Audrey tersenyum menatap Auberta yang sudah bisa mencoba melupakan semua kejadian yang membuat dirinya terpuruk. Sejak mendapat kabar Gio telah tiada, Auberta mencoba membangun dirinya menjadi seorang remaja kuat. Bahkan, sampai sekarang Auberta belum tau keberadaan Gio yang masih hidup sampai sekarang. Berada di daerah yang sama dan di tanah yang sama. Hanya waktu yang akan menjawab.
Di depan sebuah mall di Jakarta, dua orang gadis itu sedang berbahagia bersama. Dengan segera memasuki mall tersebut.
"Alda, kamu kenapa lesu banget kayak begitu? Enggak kayak biasanya? Tolong bantu Mama anterin orderan pelanggan ya," ujar Morie kepada putrinya. Tetapi, Alda sama sekali tak bergeming.

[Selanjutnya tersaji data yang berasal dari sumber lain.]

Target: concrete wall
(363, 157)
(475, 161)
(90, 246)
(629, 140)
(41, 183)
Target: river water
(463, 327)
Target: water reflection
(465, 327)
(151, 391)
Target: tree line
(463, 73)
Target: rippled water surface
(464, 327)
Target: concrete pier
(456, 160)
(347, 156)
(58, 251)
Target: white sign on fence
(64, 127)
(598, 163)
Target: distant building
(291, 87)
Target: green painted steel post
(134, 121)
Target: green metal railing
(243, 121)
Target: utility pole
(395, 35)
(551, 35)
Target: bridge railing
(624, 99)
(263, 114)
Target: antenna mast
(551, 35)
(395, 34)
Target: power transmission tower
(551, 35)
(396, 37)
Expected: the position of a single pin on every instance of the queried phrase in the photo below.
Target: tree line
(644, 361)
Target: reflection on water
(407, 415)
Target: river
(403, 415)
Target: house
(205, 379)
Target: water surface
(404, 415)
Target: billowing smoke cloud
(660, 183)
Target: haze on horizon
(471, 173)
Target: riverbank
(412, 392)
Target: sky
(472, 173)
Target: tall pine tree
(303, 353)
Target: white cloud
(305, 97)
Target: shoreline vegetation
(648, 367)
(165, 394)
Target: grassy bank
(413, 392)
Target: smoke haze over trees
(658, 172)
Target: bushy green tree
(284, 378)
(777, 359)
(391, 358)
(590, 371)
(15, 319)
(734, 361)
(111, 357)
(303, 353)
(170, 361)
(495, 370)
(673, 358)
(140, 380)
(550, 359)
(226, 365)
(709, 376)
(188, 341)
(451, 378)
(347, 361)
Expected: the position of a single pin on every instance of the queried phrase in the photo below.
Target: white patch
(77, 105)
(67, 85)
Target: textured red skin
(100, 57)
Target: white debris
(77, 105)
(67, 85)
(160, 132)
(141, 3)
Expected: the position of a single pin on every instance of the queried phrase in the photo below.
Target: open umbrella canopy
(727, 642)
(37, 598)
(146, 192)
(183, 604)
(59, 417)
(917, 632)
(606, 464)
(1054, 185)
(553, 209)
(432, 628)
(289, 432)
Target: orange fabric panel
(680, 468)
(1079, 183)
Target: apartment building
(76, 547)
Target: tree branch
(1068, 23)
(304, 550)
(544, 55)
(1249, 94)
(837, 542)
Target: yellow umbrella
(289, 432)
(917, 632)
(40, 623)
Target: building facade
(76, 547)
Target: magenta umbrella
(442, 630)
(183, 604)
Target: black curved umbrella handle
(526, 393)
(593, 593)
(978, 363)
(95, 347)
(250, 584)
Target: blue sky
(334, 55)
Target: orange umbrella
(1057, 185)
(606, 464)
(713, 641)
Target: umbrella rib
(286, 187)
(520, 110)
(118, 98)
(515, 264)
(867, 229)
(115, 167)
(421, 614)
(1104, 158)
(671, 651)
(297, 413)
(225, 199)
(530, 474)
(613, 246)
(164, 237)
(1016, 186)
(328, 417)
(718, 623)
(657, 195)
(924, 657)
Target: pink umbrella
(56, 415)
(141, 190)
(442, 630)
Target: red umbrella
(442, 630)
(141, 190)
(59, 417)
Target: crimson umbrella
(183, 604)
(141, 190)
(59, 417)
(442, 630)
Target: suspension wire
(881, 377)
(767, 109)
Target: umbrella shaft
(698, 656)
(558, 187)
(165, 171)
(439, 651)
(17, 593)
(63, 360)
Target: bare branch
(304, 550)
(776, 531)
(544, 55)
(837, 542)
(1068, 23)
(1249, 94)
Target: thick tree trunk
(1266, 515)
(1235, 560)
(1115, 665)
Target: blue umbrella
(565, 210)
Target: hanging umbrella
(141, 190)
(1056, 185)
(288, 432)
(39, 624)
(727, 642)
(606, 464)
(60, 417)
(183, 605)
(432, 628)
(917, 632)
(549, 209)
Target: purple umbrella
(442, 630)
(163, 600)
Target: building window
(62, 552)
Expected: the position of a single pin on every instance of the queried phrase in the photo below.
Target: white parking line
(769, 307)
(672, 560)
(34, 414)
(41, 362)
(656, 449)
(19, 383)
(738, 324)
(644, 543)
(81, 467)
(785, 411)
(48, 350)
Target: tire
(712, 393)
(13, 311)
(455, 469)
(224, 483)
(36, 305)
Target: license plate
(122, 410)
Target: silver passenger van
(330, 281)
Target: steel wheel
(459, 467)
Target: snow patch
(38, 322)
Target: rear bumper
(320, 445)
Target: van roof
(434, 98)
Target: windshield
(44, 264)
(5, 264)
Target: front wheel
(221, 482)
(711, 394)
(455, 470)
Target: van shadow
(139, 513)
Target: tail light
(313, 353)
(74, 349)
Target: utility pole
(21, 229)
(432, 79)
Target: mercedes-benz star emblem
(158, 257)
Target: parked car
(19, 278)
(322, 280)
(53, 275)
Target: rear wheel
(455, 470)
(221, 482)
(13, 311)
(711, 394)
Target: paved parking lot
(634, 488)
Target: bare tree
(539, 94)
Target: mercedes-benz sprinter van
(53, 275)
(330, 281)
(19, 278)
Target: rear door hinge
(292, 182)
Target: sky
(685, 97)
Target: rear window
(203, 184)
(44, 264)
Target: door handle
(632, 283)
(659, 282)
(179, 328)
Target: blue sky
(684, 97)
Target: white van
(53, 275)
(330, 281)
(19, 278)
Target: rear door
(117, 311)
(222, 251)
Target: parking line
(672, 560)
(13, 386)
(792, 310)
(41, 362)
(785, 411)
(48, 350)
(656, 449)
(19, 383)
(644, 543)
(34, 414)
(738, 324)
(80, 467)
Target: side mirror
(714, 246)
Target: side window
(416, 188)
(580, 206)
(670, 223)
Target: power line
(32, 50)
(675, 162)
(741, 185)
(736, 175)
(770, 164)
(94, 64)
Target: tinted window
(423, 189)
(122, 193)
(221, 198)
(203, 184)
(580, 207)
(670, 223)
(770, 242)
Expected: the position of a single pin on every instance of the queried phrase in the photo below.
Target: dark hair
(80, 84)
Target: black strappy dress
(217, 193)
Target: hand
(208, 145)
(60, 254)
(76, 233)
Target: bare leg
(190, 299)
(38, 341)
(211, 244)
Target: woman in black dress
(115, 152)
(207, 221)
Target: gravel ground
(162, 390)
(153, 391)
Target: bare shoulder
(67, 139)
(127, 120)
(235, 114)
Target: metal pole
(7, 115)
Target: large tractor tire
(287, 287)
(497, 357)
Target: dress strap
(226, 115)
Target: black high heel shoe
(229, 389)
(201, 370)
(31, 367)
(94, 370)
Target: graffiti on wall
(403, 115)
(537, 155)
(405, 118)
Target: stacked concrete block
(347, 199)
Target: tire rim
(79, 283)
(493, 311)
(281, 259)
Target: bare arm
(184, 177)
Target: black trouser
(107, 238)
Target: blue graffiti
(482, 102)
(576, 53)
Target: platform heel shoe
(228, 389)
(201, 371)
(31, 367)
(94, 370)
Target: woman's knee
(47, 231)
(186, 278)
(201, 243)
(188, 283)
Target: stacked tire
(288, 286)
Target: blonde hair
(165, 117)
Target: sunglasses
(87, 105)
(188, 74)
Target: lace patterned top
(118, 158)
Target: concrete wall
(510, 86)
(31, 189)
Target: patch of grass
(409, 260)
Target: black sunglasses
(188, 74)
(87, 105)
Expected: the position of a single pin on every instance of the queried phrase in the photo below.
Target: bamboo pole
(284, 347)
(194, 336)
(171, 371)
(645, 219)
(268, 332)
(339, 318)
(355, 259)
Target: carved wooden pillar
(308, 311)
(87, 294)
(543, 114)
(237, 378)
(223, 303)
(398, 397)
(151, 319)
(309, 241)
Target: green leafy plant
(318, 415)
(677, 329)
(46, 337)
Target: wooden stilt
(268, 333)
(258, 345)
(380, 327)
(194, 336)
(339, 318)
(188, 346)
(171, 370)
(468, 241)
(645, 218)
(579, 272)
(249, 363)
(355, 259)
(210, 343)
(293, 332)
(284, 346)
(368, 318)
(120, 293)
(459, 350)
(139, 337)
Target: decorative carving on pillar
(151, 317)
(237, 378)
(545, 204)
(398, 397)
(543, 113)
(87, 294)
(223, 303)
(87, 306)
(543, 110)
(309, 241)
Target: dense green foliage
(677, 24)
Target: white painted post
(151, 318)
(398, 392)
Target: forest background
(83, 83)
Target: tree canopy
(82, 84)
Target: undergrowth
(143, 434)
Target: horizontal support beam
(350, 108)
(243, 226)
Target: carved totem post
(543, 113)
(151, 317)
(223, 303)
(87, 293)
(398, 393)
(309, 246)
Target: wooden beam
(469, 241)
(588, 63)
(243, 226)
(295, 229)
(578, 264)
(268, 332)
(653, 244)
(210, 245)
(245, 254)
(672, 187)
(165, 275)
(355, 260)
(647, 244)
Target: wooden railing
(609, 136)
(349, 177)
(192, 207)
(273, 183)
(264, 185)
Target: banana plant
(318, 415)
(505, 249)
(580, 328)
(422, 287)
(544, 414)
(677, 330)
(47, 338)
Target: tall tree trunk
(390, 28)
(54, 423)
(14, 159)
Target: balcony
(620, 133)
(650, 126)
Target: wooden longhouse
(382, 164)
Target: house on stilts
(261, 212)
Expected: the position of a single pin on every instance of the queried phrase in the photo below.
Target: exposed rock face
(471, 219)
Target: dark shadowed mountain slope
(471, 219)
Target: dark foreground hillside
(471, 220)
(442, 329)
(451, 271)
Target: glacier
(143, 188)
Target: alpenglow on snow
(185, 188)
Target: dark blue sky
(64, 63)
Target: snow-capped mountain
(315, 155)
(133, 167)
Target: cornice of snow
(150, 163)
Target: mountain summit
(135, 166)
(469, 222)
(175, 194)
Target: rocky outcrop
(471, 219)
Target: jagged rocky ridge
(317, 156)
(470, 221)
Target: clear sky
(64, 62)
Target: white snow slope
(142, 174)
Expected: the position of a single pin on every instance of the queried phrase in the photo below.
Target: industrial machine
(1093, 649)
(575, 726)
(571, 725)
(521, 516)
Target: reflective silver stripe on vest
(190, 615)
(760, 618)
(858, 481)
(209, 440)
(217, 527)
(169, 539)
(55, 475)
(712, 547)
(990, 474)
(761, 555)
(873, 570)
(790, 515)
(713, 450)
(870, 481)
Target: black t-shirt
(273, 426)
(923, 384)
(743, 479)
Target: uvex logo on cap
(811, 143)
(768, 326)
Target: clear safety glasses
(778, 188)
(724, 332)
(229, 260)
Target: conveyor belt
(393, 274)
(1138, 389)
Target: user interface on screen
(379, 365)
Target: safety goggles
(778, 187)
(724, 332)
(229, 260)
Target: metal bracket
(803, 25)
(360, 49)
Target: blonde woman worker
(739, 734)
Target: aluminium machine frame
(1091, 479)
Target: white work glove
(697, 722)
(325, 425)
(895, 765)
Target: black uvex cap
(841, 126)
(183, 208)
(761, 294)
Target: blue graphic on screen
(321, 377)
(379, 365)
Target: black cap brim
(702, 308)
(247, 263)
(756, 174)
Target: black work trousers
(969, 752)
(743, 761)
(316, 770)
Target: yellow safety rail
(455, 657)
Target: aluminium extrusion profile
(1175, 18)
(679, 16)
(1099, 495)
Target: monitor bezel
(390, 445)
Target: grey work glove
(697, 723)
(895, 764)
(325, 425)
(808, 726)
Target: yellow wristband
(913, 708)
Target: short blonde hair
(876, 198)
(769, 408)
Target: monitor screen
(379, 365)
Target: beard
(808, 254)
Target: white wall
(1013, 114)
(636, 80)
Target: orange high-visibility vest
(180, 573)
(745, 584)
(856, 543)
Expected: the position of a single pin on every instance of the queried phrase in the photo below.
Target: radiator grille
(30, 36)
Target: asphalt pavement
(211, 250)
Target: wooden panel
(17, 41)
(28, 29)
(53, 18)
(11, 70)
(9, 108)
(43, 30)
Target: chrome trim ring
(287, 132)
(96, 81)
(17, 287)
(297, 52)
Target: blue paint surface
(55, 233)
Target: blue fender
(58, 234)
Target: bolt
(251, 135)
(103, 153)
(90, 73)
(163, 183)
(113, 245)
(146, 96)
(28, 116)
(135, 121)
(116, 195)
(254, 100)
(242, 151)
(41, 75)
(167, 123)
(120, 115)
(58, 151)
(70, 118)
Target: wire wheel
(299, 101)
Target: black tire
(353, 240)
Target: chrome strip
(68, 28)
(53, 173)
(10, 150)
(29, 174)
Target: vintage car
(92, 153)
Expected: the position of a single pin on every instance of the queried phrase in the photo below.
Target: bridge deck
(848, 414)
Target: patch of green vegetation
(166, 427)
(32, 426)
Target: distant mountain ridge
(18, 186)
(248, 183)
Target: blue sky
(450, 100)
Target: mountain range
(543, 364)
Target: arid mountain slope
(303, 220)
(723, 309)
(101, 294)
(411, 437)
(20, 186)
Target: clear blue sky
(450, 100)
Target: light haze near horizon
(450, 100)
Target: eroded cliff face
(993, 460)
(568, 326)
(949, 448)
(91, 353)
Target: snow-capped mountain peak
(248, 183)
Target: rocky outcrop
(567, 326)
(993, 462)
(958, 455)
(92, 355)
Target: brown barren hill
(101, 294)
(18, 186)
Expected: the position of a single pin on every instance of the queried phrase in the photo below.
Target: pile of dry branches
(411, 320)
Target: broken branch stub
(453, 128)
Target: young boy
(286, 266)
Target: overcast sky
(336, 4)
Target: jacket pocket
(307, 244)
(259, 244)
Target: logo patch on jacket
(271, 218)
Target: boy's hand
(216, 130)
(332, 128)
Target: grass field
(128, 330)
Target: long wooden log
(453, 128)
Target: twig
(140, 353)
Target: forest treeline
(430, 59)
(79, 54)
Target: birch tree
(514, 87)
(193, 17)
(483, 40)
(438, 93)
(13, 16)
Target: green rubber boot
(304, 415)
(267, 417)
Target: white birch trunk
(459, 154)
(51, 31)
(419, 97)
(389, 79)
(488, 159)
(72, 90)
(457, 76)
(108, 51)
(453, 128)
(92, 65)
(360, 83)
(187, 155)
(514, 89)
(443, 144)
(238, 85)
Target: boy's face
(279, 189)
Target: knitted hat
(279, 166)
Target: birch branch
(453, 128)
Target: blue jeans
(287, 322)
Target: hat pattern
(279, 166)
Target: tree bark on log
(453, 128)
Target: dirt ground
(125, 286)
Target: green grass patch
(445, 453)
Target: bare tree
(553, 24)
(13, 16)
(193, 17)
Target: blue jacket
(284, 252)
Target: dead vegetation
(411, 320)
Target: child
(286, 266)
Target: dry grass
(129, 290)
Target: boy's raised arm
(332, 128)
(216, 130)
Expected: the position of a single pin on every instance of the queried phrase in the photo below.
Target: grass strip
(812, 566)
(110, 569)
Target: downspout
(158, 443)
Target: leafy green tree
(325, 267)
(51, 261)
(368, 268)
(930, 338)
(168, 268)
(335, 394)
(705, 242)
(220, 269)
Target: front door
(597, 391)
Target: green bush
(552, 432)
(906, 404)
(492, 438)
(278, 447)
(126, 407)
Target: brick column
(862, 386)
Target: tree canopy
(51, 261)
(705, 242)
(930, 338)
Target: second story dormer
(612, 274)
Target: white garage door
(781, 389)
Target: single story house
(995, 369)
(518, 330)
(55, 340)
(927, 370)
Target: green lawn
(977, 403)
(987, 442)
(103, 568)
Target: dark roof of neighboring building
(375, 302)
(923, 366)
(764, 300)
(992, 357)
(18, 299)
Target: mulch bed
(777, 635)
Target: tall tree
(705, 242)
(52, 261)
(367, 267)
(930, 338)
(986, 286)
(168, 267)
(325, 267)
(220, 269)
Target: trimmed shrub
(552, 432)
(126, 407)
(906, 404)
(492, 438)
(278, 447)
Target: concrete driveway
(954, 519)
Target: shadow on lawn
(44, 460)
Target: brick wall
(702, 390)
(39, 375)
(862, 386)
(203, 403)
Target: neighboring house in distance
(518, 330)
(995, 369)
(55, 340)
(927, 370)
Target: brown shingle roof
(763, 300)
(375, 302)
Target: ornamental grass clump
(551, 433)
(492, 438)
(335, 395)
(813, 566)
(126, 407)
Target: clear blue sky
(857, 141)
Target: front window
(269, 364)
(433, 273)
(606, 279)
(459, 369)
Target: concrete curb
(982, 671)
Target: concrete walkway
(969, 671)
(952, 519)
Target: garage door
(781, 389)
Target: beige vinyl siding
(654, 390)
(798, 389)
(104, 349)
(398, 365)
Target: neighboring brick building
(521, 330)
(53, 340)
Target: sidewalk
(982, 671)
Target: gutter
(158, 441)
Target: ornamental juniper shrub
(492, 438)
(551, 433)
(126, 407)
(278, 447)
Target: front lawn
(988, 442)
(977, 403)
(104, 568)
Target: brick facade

Morie sedang mempersiapkan orderan para pelanggan di meja makan. Sedangkan Alda, hanya duduk diam dengan tatapan lesu. Morie menjadi curiga kepada Alda, kenapa tiba-tiba seperti ini. Hingga Mamanya pun memukul meja makan dengan keras, membuat Alda tersentak.
"Nah, kan melamun aja terus Alda sampai omongan Mama enggak didengar,"
"Maaf, Ma," jawab Alda sambil memijit kepalanya.